Me: Hi, I’m Dr. Pal and I’ll be taking care of you here in the hospital.
Patient: Where the hell is my real doctor?
Me: He’s at the office seeing patients. He doesn’t come to the hospital anymore.
Patient: Why the hell not?
Me: Well, it’s complicated, but it’s getting harder and harder for doctors to pay their overhead. They have to see more and more patients, and in the time it takes to come to the hospital and see one patient, he can see 5 or 6 in the office.
Patient: What’s wrong with him just getting up earlier?
OK, time for a brief lesson on modern medical practice. First of all, I’m an internist. In the old model, an internist sees patients both in the office and in the hospital. Over the last decade or so, there has been a shift in practice. Fewer and fewer outpatient primary care doctors see their own patients in the hospital. Most now use “hospitalists”, internists who specialize in taking care of hospitalized patients.
There are several reasons for this.
First, hospitalized patients are much sicker than they used to be. To meet the “severity of illness”, and “intensity of service” requirements, you have to be pretty darn sick. This means that hospital care is more complex and specialized. Still, it’s not impossible to keep up with both outpatient and inpatient medicine.

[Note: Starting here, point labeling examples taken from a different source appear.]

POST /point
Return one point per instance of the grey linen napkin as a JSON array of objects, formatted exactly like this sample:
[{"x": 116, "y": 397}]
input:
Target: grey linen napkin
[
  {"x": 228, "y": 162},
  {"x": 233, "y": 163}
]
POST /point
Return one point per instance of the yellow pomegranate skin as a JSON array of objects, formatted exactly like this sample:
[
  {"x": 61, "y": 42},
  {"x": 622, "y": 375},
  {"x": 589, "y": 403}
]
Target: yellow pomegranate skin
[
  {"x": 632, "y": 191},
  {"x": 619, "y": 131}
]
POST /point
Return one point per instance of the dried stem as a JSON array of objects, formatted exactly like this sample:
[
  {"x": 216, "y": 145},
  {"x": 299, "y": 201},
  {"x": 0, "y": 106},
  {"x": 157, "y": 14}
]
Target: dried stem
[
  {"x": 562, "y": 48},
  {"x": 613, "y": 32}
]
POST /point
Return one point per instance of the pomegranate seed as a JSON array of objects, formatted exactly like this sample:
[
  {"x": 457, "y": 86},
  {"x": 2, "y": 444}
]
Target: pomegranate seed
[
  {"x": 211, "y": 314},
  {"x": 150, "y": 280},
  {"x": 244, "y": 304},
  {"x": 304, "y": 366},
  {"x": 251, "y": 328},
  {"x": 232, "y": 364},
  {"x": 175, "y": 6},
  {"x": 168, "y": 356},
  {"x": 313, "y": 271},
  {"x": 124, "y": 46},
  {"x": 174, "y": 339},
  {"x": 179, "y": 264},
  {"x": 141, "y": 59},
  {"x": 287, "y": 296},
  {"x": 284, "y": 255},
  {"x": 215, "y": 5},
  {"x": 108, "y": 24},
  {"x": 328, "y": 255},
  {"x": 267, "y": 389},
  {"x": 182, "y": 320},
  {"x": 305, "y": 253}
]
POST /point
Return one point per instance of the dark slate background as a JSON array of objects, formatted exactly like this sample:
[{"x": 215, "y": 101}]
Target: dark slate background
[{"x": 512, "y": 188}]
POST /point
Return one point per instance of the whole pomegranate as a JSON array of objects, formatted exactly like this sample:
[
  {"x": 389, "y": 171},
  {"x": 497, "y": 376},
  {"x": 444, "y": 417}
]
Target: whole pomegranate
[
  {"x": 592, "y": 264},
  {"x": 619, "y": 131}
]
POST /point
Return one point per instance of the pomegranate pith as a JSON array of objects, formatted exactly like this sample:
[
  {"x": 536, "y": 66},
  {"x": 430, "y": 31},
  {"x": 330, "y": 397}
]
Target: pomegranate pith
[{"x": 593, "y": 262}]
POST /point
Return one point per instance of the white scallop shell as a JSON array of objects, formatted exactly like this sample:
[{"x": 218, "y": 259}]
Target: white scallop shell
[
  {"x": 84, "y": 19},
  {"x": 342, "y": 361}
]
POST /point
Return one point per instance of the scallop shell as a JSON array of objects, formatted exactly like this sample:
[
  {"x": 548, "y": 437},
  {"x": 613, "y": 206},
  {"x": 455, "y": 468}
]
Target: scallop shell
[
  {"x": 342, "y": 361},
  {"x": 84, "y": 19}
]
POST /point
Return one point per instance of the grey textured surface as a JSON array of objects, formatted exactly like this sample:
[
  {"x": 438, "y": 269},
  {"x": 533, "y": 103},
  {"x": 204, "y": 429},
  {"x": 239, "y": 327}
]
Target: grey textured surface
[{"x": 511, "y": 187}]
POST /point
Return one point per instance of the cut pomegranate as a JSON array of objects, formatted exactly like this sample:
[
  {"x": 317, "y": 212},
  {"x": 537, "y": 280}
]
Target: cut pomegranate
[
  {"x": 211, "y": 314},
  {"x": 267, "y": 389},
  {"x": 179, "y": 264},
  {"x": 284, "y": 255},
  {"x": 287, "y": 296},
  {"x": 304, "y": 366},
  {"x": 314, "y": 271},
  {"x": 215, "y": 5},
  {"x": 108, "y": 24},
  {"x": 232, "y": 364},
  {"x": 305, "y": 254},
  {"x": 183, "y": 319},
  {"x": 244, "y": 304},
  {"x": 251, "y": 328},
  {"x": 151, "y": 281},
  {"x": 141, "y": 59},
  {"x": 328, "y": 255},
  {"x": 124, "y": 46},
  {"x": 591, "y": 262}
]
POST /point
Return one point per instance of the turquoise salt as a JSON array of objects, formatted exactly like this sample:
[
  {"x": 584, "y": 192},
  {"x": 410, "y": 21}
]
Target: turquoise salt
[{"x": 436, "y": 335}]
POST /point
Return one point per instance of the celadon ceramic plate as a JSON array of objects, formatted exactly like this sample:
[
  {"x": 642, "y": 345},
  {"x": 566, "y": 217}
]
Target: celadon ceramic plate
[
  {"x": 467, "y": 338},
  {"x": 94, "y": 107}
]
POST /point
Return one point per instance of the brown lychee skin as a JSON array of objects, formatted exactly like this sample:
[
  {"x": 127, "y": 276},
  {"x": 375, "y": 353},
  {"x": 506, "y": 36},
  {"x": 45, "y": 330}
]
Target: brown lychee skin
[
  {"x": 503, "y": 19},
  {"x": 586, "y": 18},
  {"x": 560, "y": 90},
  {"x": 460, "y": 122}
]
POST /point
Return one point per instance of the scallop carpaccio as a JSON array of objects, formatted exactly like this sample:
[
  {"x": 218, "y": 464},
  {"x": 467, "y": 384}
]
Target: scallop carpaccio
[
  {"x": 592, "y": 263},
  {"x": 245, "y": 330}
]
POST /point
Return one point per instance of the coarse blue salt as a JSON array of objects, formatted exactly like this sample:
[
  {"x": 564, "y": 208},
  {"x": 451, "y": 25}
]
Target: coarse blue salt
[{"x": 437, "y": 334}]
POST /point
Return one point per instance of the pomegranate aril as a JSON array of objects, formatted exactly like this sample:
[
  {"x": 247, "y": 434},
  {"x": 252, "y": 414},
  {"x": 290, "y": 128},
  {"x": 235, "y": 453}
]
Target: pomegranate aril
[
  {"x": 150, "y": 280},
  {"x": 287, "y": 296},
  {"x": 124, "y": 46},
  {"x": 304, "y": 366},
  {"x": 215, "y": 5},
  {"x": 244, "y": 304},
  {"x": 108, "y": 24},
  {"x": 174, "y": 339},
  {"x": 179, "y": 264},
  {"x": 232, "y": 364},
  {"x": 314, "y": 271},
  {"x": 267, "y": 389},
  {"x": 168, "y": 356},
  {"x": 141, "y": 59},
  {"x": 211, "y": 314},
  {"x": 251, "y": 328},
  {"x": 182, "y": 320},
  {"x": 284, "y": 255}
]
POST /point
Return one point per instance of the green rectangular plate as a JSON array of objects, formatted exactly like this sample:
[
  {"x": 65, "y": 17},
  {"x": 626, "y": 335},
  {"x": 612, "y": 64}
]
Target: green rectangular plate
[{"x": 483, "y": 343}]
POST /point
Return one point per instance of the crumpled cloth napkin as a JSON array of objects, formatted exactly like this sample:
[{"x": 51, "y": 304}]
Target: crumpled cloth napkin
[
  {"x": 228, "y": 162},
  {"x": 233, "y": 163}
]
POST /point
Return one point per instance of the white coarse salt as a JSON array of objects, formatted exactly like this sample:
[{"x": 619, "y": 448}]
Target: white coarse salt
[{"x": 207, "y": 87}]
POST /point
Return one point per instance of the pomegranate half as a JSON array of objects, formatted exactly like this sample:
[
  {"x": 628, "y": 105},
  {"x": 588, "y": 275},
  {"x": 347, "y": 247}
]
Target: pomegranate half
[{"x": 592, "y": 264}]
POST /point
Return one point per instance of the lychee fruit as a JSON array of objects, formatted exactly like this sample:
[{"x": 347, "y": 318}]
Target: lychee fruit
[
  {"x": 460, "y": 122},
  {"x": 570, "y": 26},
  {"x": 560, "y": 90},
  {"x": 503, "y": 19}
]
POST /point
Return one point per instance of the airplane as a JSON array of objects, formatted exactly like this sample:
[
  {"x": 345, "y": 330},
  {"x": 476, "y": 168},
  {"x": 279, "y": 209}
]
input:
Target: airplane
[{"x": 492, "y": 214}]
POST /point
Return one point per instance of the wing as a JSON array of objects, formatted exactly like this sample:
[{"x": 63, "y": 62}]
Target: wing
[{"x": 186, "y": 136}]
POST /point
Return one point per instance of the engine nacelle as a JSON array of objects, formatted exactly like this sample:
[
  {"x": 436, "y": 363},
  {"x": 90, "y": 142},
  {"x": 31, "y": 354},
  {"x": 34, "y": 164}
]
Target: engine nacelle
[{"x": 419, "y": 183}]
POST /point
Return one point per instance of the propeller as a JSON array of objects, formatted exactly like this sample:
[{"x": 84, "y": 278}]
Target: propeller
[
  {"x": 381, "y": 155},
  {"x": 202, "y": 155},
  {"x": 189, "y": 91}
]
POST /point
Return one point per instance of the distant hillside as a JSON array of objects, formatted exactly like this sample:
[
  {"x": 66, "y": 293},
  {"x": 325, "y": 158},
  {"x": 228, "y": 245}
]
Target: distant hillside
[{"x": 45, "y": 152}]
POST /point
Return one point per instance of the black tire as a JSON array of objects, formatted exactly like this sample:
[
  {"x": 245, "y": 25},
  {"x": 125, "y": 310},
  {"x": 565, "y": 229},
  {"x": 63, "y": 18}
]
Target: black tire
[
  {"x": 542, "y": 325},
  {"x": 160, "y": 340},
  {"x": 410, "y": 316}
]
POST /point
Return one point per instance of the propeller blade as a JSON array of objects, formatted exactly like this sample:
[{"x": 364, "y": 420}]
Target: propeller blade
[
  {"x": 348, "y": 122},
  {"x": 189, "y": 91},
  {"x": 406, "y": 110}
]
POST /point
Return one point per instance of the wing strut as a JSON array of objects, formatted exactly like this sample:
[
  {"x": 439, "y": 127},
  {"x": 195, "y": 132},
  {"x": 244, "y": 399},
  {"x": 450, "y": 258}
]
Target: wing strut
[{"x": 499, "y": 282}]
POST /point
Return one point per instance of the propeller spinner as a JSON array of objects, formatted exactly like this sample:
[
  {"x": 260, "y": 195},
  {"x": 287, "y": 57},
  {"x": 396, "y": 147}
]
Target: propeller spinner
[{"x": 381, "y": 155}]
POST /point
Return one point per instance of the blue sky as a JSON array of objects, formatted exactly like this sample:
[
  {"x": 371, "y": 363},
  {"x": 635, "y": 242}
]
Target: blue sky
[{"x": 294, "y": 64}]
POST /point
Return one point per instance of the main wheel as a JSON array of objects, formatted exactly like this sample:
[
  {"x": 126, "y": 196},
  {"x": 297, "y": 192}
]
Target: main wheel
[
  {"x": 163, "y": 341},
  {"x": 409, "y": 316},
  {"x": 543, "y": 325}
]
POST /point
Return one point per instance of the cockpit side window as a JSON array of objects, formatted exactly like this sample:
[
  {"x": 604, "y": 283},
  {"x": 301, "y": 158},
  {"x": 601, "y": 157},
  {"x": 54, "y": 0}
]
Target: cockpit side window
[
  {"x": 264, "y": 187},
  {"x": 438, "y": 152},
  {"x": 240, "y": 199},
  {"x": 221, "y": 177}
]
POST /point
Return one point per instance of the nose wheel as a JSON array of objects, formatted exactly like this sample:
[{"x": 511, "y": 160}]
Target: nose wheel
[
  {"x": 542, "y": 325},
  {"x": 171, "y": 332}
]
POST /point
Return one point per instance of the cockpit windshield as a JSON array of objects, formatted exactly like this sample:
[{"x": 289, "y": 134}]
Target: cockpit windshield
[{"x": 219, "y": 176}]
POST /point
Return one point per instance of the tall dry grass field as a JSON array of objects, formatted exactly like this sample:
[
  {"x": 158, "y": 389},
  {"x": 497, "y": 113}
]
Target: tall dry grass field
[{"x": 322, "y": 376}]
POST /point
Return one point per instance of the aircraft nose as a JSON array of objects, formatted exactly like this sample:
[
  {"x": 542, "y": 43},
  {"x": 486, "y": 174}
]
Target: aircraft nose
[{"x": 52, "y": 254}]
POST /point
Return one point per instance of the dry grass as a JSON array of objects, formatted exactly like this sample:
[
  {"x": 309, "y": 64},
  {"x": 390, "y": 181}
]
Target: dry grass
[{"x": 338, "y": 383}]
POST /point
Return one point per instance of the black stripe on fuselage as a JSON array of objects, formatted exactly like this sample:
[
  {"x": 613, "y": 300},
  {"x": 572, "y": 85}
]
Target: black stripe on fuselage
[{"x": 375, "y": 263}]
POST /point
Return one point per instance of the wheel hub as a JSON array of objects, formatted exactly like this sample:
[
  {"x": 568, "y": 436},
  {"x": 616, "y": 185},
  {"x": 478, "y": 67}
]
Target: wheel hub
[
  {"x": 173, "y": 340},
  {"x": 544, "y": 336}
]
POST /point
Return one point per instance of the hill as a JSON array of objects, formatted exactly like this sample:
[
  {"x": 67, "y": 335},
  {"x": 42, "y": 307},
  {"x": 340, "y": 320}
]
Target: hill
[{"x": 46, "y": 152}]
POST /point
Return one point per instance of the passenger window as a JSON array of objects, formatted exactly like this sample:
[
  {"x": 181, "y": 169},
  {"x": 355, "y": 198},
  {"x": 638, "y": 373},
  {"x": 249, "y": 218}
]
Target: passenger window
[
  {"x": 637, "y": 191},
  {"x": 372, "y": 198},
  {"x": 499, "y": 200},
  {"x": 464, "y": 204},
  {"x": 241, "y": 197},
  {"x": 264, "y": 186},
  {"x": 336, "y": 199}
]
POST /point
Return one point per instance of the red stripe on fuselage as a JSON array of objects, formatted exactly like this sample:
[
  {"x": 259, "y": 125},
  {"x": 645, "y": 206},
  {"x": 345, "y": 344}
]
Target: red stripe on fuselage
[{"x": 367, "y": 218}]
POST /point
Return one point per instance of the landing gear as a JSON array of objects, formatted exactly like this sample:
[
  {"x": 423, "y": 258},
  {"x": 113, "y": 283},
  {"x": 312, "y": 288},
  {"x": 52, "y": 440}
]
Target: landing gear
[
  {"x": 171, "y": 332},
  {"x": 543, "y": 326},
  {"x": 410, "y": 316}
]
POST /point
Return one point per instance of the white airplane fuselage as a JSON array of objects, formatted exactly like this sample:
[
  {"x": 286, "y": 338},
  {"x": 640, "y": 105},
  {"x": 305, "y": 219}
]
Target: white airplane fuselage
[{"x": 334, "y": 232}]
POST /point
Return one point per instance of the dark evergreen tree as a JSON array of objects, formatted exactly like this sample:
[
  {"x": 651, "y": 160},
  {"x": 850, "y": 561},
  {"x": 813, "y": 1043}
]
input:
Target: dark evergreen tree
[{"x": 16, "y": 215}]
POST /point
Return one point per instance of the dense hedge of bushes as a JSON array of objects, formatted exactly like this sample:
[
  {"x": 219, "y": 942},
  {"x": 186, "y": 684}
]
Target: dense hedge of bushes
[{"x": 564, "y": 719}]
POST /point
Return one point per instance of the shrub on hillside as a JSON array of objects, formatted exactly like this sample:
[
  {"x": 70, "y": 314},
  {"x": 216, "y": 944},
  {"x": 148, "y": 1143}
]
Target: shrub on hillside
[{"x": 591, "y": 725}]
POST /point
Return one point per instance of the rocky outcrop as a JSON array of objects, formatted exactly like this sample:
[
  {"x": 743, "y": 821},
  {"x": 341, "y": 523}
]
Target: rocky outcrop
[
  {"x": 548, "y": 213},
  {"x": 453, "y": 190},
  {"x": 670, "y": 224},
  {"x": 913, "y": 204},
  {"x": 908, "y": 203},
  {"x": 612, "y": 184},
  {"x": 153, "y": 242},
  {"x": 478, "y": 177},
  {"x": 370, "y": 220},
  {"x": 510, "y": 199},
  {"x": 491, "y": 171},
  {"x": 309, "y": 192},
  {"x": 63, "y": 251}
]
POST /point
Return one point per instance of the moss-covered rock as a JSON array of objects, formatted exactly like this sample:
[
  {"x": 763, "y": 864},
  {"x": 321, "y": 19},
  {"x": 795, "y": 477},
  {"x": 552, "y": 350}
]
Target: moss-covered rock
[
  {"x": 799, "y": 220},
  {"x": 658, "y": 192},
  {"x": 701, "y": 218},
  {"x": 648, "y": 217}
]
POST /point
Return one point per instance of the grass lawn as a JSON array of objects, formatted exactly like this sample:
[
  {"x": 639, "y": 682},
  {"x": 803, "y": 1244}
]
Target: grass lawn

Second, there are the financial pressures. Margins are very thin in small practices. Medicare pays me perhaps seventy bucks to see a patient. In the time it would take me to go to the hospital, I could have seen a whole lot of patients, and seeing a hospital patient doesn’t pay all that much more. Not only that, but to pay the bills, you have to see lots and lots and lots of patients, which leaves even less time for other things, such as family, eating, urinating.
I’m in a unique situation, in that I need to be at the hospital every day to teach, so seeing my own patients is no big deal. But for most internists, it’s becoming impossible. Taking care of hospital patients is not just the 10 or 15 minutes at the bedside; it’s the paperwork, phone calls, and pages; the discharge planning, the specialists. Each hospital patient is more work than any 5 office patients, for the same pay.
Where does that leave patients?
For the most part, patients get excellent care from hospitalists. Those of us who see patients in the hospital learn to develop a rapport quickly, and we communicate closely with the outpatient physician (hopefully). Still, patients can feel a bit abandoned by their doctor. Many outpatient doctors still call up or pay a brief visit to their sick patients. These visits aren’t billed, and because the doc isn’t actually managing the patient, they don’t need to come daily. These “social rounds” are important, and give the doc the flexibility to give inpatients some TLC, but without the responsibility of all that hospital care entails.
In many of my posts about the nature of medicine, there has been a bit of back and forth about whether medicine is somehow different from other professions. When a patient looks up at you from their hospital bed and says, “why can’t he just get up earlier?”…well, for me, that answers the question.